The ability to adapt the curriculum and the schedule on-the-fly tailors the conference to whatever audience attends that day. BarCamp was able to take advantage of present experts. And the informal setting seemed to blur the line between speaker and attendee, turning sessions into discussions, adding more viewpoints and, ultimately, more robust information.

At BarCamp–like in open source development and in design thinking–the best ideas win.


In the tradition of piggy-backing off larger, more corporately attended and run events, comes MobiCamp, taking place Monday, September 11th, 2006, 7:00 – 10:00 p.m. at the Walt Disney Concert Hall in Los Angeles, CA, and ironically completely financed and hosted by one company, Montreal-based Airborne Entertainment:

The premise behind MobiCamp is simple: come together, think new and speak out. The event is based on popular community-generated “camps” like BarCamp and CaseCamp. There is no cost to participate, but those choosing to attend must agree to truly “participate,” either as speakers or as active audience members. Although the event is being presented by Airborne Entertainment, it is an ad hoc, “open-source” mash-up of interested and interesting individuals looking to help shape the future of mobile by freely communicating their experiences and, more importantly, offering up their visions.

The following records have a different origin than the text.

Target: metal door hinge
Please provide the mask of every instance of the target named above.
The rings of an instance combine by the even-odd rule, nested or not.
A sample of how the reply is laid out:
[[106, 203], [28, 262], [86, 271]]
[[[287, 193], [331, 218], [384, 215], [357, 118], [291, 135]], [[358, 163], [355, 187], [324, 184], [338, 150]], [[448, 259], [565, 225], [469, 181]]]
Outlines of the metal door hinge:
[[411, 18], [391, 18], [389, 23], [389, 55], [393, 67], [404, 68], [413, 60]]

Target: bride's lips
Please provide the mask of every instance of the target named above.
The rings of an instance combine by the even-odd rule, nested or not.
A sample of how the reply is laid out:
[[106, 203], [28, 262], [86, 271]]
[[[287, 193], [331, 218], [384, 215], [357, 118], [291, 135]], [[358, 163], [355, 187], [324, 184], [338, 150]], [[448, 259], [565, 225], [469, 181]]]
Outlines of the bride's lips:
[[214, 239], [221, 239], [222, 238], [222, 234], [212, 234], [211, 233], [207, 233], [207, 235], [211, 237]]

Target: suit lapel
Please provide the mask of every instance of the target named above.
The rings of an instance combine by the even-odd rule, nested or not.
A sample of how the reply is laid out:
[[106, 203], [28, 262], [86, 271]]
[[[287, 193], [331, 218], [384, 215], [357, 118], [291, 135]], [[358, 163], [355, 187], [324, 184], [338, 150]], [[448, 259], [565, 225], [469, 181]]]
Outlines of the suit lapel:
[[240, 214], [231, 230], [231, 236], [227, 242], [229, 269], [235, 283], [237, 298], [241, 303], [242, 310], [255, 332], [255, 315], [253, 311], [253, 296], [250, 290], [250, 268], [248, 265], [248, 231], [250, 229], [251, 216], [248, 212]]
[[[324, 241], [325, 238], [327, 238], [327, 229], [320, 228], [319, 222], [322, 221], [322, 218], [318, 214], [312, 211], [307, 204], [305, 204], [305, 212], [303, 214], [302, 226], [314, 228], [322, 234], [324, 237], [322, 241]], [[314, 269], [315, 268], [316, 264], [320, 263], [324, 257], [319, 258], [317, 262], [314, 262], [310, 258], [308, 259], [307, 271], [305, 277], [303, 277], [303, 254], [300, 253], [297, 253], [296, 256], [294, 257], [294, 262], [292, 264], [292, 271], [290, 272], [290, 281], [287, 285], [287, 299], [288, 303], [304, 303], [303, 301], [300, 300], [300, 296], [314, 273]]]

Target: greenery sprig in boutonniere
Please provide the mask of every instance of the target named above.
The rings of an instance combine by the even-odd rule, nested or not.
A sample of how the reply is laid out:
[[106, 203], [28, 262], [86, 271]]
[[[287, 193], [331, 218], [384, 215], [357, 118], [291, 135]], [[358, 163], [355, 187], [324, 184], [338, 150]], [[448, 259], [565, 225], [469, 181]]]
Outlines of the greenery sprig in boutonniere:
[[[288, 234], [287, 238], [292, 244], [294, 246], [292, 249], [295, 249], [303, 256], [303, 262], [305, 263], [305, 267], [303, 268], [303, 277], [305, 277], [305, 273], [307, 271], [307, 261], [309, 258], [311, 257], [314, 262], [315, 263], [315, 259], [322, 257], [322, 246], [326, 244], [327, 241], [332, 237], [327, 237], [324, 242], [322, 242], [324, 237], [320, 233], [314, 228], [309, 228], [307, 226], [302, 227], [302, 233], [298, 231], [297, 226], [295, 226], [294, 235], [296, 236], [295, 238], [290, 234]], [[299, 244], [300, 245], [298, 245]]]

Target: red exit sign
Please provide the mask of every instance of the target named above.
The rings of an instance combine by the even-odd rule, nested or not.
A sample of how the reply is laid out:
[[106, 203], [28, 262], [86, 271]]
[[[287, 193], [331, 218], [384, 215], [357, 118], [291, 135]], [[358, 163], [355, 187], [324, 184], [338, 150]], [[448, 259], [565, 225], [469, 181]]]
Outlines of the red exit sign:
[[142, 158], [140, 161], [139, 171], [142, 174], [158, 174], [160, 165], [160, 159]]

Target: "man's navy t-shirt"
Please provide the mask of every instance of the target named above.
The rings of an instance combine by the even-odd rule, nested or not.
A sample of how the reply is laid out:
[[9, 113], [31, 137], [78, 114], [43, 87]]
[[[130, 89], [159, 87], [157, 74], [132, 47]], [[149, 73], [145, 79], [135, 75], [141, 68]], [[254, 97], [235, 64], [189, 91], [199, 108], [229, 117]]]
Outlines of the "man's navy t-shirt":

The rules are pretty simple, though a far cry from BarCamp’s:

  1. You are not speaking at an official CTIA event.
  2. Your presentation is eloquent and relevant to the future of mobile. It focuses on new ideas. It outlines solutions, even if it’s inspired by problems.
  3. You speak for no more than 10 minutes, and are prepared to answer up to 5 minutes of impromptu questions.

Not exactly embracing the chaos, but for an event with a press release, it’s not a bad start.

Now, if they actually support people editing the rules and coming up with subsequent community revisions, that’d be pretty cool. Their wiki is actually disguised as a website, so I hope folks will realize that they’re just using a tricked out version of Instiki and can actually edit the thing. Beyond that, maybe they’ll go so far as to make MobiCamp a Community Mark and prove that they’re not interested in owning the event or using it to promote themselves… but I digress. It’s nice to see yet another expansion of the camp concept making its way into new genres, new areas of tech, and most of all, into new communities.

DNA India says it best:

An unconventional techie rebellion has reached Indian shores. Fighting the onslaught of “invite-only” expensive trade conferences, the Silicon Valley software community started the Bar Camp in 2005. A year on, the movement is in India, home to an enviable pool of technology professionals.

In other words: first Silicon Valley, then the world!



Just kidding! Ha!

Update: Economic Times Mumbai picks up the story.

Don’t forget to take a listen to Eric Schiff‘s GlitchCast #23 — wrapping up Barcamp Austin with a song from Barcamp’s favorite pirates, the Jolly Garogers!